Così io vivo il concerto: mi stupisco della fantastica introduzione di Schiavone, con una musica orecchiabile ma fantastica, mi stupisco quando Enrico afferma che “stasera non manca nessuno”, mentre salgono al cielo gli anelli di fumo, mi stupisco ancora quando Enrico si presenta ai “più lontani” con un brano per decennio, ma soprattutto rimango senza parole (perché ancora non ci credo), quando la gamba di Enrico sale come in una mossa di arti marziali per dare il via a Volti Perduti!

Sono tutte queste cose, questi piccoli segnali, che mi consentono di interiorizzare e di vivere sempre a mille un concerto di Enrico, nonostante ne abbia visti moltissimi in oltre 20 anni. La voglia è sempre tantissima e vorrei non scendessero mai da quel palco: vorrei che Fabrizio andasse avanti all’infinito con quel basso, che il rullante e la cassa in quattro di Marco vibrassero sempre, che gli assoli di Luigi si inserissero sempre in ogni pausa musicale, che i tasti venissero sempre mossi dalle dita di Francesco e che il “fankettino” di Paolino non sia soltanto su “Contessa”.

Questo concerto è stato splendido, con Enrico in forma smagliante, con una voce carica, ma pulita, che andava ad accarezzare le nostre orecchie, andando a prendere in maniera più che perfetta tutte le noticine sparse nel pentagramma. Tutto fila via, fluido, bello, tra un battimani e un coro, tra un saltello sulle note più rockeggianti e un gesto con le braccia verso il cielo.

“Scusami, mi reggeresti un attimo la macchina fotografica?” – “Va bene…anzi no…qui devo saltare, come faccio?...C’è Rock Show!!!” – Perché la musica è coinvolgente, soprattutto in una seconda parte del concerto che è un crescendo verso un finale pazzesco. Qui mi vengono ancora una volta in mente le parole di mio padre lo scorso anno quando lo portai a Padova, nel giorno della festa del papà, per la prima volta ad un concerto: “Allora? Che dici?” gli chiesi. Rispose lui “Bestiale, incredibile!”.

Questo è lo stupore che tutte le sante volte, al termine del concerto, sentendo risuonare le ultime canzoni, ho dentro e che mi porto a casa, fino al mattino seguente, quando alzandomi dopo quelle pochissime ore di sonno, ancora mi risuonano nelle orecchie quelle magnifiche note e quelle splendide parole.

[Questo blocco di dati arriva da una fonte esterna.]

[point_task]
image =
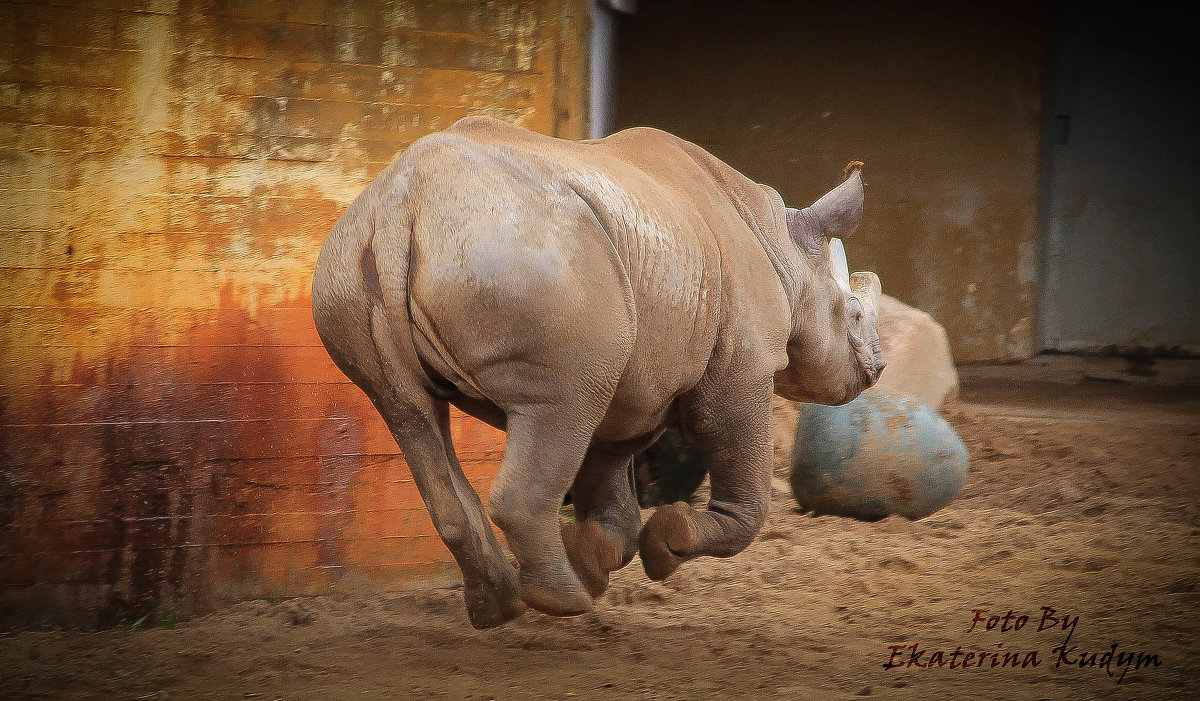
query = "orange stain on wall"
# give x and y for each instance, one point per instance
(173, 436)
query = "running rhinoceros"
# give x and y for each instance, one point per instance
(582, 295)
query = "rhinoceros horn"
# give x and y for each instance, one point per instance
(838, 261)
(835, 215)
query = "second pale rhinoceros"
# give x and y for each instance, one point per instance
(582, 295)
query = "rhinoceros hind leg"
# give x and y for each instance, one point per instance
(490, 581)
(541, 456)
(604, 537)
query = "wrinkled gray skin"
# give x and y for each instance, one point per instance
(582, 295)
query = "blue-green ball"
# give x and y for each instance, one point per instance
(876, 456)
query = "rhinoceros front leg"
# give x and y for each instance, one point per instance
(607, 517)
(731, 424)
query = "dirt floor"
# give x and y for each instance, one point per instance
(1083, 499)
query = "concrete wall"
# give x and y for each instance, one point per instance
(941, 100)
(172, 432)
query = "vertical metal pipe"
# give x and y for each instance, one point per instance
(603, 69)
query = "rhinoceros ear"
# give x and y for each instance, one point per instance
(835, 215)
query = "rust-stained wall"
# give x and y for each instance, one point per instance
(942, 101)
(172, 432)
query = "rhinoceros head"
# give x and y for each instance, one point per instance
(834, 347)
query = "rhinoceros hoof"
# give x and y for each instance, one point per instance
(667, 540)
(490, 605)
(555, 600)
(593, 555)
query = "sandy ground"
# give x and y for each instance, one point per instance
(1083, 498)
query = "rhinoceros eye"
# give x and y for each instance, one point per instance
(856, 309)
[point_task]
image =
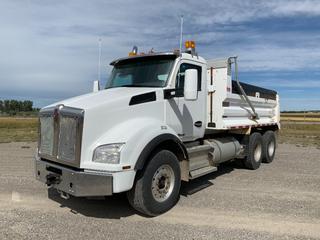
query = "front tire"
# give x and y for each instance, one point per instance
(157, 187)
(269, 146)
(254, 152)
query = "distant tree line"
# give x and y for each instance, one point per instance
(14, 106)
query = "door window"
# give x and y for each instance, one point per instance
(181, 74)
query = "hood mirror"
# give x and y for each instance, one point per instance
(96, 86)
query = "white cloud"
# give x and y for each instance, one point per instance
(49, 48)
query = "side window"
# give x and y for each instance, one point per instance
(180, 75)
(122, 79)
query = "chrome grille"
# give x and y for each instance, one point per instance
(46, 128)
(67, 138)
(60, 134)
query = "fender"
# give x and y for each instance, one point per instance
(137, 134)
(156, 142)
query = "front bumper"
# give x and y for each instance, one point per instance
(74, 182)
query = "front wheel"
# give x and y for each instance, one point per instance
(156, 189)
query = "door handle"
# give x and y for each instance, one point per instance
(198, 124)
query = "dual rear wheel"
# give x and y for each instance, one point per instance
(260, 148)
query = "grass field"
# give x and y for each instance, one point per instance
(18, 129)
(301, 133)
(300, 117)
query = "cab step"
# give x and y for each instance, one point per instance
(202, 171)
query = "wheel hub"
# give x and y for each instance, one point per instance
(162, 183)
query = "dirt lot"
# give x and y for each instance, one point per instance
(278, 201)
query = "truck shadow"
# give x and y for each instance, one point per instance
(111, 207)
(196, 185)
(117, 206)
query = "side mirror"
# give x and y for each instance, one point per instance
(191, 84)
(96, 86)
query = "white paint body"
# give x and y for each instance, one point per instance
(109, 119)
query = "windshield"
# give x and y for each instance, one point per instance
(141, 72)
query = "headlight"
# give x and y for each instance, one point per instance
(109, 153)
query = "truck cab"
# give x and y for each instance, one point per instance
(162, 118)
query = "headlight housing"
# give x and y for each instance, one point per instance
(109, 153)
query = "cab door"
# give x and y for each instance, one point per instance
(187, 118)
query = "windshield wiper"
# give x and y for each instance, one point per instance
(129, 85)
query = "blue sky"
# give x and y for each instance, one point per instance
(49, 49)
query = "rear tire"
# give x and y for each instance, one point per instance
(269, 146)
(157, 187)
(254, 152)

Così è stato dopo Segrate, forse anche un po’ di più rispetto alle altre volte, forse perché la trasferta questa volta era un po’ più breve, o forse perché Enrico, con il suo dinamismo e con la sua poesia, è riuscito a trasmettermi ancor di più quel qualcosa di cui parlavo all’inizio: quel Mistero profondo che tutte le volte mi richiama verso quel palco come se fosse la prima volta.

Il concerto è stato impreziosito anche dalla presenza e dalla vocalità di Andrea Mirò, un’artista completa, bravissima, che con semplicità e naturalezza si esprime mediante la musica: una musica d’autore.

Grazie ancora una volta Enrico, grazie di cuore per una serata magnifica, nonostante la mia transenna non si schiodasse di un centimetro…ma va bene anche così (per una volta).